A stormy pattern that began in late November across Europe is expected to continue through the early stages of December. As one storm continues to drench south-central Europe, a new storm is predicted to impact a large swath of the continent through the end of the week.
As this second storm sinks south over the British Isles on Wednesday night, it will bring a fresh round of showers and chilly air to the region.
By Thursday, showers will spread over much of the area from the United Kingdom, Ireland and the Netherlands to France and northern Spain as the storm stalls over the British Isles and northern France. Pockets of heavier rain are expected to develop, especially across parts of western France.
Areas of rain are forecast to linger over this portion of western Europe into the beginning of the weekend, and rainfall totals of 13-25 mm (0.50-1.00 inch) will be common. Some localized locations can receive 50 mm (2 inches) of rain, which can lead to flooding in low-lying and poor drainage areas.
With colder air arriving with this storm, precipitation can fall as a mix of rain and snow in higher hills and mountains of the U.K. and France. In the highest elevations, just snow is possible which can create dangerous travel conditions.
This slow-moving storm will also be in the ideal location to usher in strong wind gusts across western Europe. West to northwesterly winds can gain speed over the Atlantic Ocean and into the Celtic Sea, the English Channel and the Bay of Biscay as the storm intensifies.
"Damaging wind gusts will arrive across western and northern coastal France Thursday evening and across coastal northern Spain and Portugal late Thursday night into Friday morning," said AccuWeather Meteorologist Isaac Longley.
Longley added that wind gusts of 80-97 km/h (50-60 mph) could be expected across this region with an AccuWeather Local StormMax™ of 120 km/h (75 mph). Winds of this magnitude can lead to downed tree branches, some weaker trees and power lines and can cause damage to weaker structures.
Strong wind gusts can also spread across the rest of Spain and France, as well as Benelux from late Thursday night and into Friday. While gusty, winds are less likely to be damaging in these areas.

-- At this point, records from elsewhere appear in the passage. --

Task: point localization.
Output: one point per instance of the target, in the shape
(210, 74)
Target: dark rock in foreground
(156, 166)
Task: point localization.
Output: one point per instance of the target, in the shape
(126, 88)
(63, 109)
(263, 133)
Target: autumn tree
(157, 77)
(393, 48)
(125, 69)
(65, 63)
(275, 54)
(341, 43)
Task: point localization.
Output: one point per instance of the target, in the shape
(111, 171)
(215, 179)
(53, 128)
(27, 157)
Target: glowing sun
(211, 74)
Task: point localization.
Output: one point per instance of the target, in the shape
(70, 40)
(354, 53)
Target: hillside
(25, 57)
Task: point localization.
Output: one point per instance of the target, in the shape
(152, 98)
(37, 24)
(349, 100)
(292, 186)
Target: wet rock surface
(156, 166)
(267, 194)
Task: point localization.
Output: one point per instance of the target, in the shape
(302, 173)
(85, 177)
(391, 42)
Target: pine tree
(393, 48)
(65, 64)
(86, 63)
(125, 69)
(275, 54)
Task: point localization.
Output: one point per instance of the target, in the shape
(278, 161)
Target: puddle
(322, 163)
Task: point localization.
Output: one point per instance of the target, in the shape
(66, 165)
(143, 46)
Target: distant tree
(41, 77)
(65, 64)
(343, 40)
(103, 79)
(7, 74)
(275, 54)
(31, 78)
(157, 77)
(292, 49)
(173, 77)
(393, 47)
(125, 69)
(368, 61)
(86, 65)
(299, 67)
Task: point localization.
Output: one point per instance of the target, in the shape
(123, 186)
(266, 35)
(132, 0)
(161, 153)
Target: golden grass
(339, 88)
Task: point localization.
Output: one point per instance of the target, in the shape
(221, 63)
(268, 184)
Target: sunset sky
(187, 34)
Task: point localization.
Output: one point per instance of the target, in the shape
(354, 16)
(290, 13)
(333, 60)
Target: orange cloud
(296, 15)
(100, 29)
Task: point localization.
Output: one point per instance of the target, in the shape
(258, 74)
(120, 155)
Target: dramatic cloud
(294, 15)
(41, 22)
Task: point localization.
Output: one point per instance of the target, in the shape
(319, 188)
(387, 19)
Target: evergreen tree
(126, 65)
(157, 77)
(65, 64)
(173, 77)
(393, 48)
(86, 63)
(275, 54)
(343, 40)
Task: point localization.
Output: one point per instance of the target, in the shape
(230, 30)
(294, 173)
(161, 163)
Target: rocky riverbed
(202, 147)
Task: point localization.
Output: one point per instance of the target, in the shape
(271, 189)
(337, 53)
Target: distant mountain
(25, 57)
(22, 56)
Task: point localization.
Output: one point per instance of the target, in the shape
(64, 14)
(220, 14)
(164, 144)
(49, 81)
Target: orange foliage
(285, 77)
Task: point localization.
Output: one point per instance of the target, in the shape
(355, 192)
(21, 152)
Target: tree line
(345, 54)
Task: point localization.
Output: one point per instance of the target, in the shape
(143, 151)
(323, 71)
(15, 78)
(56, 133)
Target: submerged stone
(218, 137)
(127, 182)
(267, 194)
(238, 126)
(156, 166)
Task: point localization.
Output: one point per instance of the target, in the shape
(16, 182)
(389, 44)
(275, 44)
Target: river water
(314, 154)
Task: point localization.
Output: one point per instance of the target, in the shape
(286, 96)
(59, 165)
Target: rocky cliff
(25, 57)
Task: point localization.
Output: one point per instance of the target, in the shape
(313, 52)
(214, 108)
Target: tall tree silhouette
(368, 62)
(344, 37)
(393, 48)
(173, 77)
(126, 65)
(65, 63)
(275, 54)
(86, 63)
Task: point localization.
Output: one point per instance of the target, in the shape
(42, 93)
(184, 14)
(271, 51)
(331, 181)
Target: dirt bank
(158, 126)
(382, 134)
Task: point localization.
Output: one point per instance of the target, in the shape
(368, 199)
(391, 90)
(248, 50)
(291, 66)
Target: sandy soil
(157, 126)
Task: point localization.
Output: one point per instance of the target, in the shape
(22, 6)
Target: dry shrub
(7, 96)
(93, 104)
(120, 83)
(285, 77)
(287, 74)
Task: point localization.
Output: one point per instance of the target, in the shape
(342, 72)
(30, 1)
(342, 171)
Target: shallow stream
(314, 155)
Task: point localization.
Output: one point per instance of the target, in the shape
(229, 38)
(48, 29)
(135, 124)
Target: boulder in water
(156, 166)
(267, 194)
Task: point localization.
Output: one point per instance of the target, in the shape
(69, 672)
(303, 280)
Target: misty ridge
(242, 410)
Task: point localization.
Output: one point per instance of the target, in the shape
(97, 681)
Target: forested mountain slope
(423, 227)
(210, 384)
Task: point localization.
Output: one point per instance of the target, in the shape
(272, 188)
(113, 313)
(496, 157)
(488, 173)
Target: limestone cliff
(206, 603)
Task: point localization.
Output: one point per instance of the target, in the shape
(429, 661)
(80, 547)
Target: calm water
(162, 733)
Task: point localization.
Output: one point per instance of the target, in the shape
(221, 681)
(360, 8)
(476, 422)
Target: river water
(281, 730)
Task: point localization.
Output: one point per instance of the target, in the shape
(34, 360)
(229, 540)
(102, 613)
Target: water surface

There is the potential for these strong wind gusts to become widespread enough for this system to be considered a windstorm. If given a name by a meteorological service in the U.K., Ireland or the Netherlands, the storm could be called Bella. However, if the name is assigned by either France, Spain, Portugal or Belgium, it could be referred to as Dora.
A strong onshore flow through the end of the week can cause coastal flooding along exposed beaches as well as large swells on the various bodies of water.
While strong winds will be the biggest threat to western countries, a new threat will emerge across south-central Europe as the storm expands into the area late this week and into the weekend.
Once the storm reaches far enough south, it will be able to draw in moisture from the Mediterranean Sea. This will help to fuel areas of heavy rain and thunderstorms across Italy as well as western portions of the Balkan Peninsula. Forecasters warn that some of these storms could produce flash flooding and damaging wind gusts.
Areas of flooding and an increased risk for mudslides will be likely as this same area is receiving rain from a storm currently sweeping across the region. South-central Europe also received rain during the end of November.
The storm also has the potential to bring very heavy snow to the Alps that could close some passes and raise the threat for avalanches.
Rounds of rain, high-elevation snow and gusty winds will linger over much of Europe into the weekend as this slow-moving storm system is forecast to linger over the continent.